The often-talked-about activist proposals, on the other hand, have been rejected.

Those in immigration: respect the reception capacity or irregular immigration “and those who use it to weaken Quebec”.

Two others, who said Quebec’s lack of full powers over immigration were an “obstacle to social cohesion,” were rejected in subcommittee Saturday.

Constituency MPs, both behind the microphone and behind the scenes, protested in discussions with delegates.

Yves-François Blanchet denied being given a watchword to avoid controversy. Instead, he called on his representatives to leave it to the militants, the leader insisted.

When Quebec Premier François Legault attributed the decline of the French and non-French speakers to “national integration,” Mr. Blanchett refused. Immigration.

His representatives, however, admitted they wanted to avoid the same criticism.
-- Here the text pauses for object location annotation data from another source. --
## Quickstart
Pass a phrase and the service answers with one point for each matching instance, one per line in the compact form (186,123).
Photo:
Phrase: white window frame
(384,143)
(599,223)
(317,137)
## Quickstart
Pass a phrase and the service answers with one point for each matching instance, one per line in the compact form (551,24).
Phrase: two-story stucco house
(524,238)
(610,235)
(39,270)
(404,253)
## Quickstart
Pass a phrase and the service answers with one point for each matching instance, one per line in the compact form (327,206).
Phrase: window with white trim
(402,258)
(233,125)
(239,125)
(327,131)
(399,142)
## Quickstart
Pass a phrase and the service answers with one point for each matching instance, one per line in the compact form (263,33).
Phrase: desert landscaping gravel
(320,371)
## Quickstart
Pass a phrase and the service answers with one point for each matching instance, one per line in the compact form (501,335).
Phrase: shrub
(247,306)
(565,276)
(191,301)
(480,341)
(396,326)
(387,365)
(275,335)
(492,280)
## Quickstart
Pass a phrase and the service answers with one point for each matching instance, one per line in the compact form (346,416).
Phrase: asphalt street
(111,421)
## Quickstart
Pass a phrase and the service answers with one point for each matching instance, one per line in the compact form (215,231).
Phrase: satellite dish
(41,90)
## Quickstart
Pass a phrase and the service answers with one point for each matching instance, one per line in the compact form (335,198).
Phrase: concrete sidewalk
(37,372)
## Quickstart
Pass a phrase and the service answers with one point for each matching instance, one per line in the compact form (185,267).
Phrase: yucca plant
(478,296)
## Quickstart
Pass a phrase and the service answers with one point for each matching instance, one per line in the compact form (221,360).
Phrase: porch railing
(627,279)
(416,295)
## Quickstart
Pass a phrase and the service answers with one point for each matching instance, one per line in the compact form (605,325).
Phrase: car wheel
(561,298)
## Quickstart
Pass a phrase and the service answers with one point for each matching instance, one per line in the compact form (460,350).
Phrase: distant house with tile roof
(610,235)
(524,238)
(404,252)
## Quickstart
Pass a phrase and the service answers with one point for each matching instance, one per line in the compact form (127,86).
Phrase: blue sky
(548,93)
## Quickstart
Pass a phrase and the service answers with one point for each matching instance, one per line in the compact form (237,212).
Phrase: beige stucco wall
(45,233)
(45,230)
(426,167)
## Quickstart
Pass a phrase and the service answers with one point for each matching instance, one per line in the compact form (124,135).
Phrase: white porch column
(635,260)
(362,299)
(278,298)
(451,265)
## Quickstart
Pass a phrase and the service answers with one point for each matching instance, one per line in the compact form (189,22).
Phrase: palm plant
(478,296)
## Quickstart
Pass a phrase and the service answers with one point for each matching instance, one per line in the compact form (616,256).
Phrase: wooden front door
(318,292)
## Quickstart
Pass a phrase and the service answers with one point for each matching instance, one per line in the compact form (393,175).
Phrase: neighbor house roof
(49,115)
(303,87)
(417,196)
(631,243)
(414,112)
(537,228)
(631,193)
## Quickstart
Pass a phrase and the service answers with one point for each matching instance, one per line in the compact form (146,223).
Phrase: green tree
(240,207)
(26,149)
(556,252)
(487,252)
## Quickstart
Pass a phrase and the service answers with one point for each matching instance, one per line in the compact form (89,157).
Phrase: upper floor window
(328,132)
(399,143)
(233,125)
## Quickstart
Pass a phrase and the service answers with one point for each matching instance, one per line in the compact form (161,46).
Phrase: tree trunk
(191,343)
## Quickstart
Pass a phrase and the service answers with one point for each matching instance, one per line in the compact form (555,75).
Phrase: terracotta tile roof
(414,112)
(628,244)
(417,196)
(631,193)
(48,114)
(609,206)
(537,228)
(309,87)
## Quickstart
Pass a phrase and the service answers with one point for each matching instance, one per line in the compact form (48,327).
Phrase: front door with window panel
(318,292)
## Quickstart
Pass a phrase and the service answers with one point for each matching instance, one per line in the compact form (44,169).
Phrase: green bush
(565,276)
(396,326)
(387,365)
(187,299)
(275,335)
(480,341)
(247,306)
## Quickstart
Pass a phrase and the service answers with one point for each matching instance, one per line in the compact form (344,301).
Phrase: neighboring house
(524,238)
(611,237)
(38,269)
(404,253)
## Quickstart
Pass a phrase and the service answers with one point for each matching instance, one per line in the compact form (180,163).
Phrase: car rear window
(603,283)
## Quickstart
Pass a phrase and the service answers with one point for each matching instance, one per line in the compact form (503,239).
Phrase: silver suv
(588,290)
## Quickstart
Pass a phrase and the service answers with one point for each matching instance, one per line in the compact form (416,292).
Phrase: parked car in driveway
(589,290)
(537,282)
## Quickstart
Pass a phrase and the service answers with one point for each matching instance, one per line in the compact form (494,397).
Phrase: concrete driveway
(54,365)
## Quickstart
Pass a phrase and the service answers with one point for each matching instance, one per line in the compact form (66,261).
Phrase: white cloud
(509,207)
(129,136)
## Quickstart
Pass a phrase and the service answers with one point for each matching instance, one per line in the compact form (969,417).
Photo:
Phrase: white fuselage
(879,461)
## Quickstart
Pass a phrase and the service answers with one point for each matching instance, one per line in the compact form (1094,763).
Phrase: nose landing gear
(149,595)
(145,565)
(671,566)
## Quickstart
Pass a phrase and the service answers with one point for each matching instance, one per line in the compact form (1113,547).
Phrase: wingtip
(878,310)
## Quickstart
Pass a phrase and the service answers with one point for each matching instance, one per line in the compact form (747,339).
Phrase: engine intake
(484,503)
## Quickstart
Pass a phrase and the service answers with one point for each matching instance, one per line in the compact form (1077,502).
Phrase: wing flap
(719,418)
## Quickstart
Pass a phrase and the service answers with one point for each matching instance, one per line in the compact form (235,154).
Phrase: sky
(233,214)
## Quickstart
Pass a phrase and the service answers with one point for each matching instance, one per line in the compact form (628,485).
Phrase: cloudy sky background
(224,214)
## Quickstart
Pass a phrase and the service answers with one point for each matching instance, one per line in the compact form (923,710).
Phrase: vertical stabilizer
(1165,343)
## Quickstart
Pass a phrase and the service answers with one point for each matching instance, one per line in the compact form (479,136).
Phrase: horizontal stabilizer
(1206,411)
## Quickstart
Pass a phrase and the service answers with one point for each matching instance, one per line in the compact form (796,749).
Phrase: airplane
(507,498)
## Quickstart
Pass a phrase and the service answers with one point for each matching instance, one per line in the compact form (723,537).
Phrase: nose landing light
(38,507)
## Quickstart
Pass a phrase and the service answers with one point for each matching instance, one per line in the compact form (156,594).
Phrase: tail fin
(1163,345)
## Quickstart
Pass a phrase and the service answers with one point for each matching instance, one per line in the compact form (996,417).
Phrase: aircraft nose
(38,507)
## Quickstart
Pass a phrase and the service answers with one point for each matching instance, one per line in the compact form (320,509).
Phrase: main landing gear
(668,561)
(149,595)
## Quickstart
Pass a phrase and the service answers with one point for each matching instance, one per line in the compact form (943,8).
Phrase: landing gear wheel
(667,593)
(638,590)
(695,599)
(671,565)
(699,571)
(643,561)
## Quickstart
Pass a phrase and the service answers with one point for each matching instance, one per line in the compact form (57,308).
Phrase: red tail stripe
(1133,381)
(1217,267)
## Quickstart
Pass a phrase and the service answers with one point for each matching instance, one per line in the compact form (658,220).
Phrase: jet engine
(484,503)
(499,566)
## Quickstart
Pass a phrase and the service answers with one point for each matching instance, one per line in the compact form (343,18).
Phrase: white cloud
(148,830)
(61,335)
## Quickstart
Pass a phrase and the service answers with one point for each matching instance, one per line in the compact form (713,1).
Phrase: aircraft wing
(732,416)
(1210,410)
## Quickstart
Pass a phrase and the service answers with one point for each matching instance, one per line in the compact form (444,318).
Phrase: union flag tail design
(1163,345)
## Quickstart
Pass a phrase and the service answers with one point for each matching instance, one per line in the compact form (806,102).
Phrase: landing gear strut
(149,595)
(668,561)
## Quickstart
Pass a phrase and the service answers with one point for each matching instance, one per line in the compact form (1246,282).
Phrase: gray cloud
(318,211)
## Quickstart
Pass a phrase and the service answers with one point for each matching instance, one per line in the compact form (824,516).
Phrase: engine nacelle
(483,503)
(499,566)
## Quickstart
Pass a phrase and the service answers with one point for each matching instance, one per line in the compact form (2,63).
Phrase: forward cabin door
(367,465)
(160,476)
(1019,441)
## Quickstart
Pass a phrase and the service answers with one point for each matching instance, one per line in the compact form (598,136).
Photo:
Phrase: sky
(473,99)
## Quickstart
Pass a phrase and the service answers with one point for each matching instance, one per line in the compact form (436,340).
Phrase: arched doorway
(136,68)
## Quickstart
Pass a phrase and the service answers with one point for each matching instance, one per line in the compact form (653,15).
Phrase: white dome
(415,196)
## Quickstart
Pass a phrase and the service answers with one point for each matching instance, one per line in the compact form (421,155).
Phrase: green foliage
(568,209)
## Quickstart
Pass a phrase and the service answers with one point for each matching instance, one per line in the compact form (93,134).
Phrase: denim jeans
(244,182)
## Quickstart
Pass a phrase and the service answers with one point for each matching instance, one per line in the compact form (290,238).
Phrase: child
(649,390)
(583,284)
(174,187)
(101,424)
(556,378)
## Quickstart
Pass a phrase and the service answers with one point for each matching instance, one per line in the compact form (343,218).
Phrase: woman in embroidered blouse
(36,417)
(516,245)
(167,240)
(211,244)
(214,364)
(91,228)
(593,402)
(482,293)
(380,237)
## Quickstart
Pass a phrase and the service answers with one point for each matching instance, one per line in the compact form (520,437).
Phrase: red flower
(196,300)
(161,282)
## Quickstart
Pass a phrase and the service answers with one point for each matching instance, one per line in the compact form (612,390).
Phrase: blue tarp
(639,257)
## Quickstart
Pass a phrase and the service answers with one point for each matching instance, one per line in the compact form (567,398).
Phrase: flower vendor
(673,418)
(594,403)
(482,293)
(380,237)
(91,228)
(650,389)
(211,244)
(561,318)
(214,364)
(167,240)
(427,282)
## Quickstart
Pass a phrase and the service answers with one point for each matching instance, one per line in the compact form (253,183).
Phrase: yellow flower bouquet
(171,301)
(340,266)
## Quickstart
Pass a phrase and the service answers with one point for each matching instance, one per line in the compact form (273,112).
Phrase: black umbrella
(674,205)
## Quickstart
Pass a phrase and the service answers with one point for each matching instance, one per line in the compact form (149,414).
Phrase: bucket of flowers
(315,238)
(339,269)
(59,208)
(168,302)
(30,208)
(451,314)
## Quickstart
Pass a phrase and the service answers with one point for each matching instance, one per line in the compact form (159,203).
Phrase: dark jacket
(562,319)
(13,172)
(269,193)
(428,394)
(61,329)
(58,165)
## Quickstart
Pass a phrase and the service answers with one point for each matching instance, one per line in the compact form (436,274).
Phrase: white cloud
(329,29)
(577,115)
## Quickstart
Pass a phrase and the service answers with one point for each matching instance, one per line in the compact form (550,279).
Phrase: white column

Precedence and judicial “excess” in Quebec

Apart from these brief discussions, Bloc members proceeded largely in unanimity. They agreed to demand federal voting rights from age 16, to allow youths to become party members from age 14, to oppose positive “discrimination” in the award of university research chairs, and to campaign for the decriminalization of simple possession. For drugs and Senate abolition.

All resolutions calling for Quebec laws and the Quebec environmental assessment process to take precedence over their federal counterparts were passed. The preservation of the French language was vigorously defended.

On the other hand, the delegates did not have time to decide whether Quebec should appoint all federal judges in its territory or reject “judicial violations of the Supreme Court of Canada when affecting Quebec’s exclusive jurisdiction.”